Belden Inc., a U.S.-based global manufacturer of network connectivity and industrial networking equipment (including routers, firewalls, switches, cabling, and connectors), disclosed a data breach on November 24, 2020 after detecting unauthorized access to its servers on November 12. Belden described the attack as “sophisticated” and confirmed that an external threat actor accessed company systems and copied files containing employee and business partner data.

The initial disclosure stated that data accessed included “some current and former employee data, as well as limited company information regarding some business partners.” Personal information potentially exposed included: employee names, dates of birth, government-issued identification numbers (Social Security numbers and national insurance numbers), bank account information for North American employees on Belden payroll, home addresses, and email addresses.

A subsequent disclosure revealed that the breach was more extensive than initially reported: attackers also accessed and copied data related to employees’ healthcare benefits, including information about family members covered under their health plans. The healthcare data component significantly expanded the sensitivity of the exposed records beyond standard employment PII.

Belden notified affected employees and business partners, engaged forensic investigators, and notified appropriate regulatory and law enforcement authorities. The company offered free identity monitoring and support services to affected individuals. Class action litigation was subsequently filed against Belden; the company reached a settlement (amount undisclosed) without admitting wrongdoing.

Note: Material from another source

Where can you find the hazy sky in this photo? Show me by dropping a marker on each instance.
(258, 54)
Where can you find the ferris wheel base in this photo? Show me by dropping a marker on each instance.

Belden is a significant player in industrial and enterprise network infrastructure, with products deployed in manufacturing, energy, broadcasting, and transportation sectors. The breach did not appear to involve operational technology (OT) or industrial control systems directly — the compromised data was HR and administrative in nature — but the targeting of an industrial networking vendor raises supply chain concerns given Belden’s role in critical infrastructure environments.

The specific intrusion vector (e.g., phishing, credential compromise, exploitation of a public-facing service) was not publicly detailed. No CVEs or malware families were attributed in public disclosures.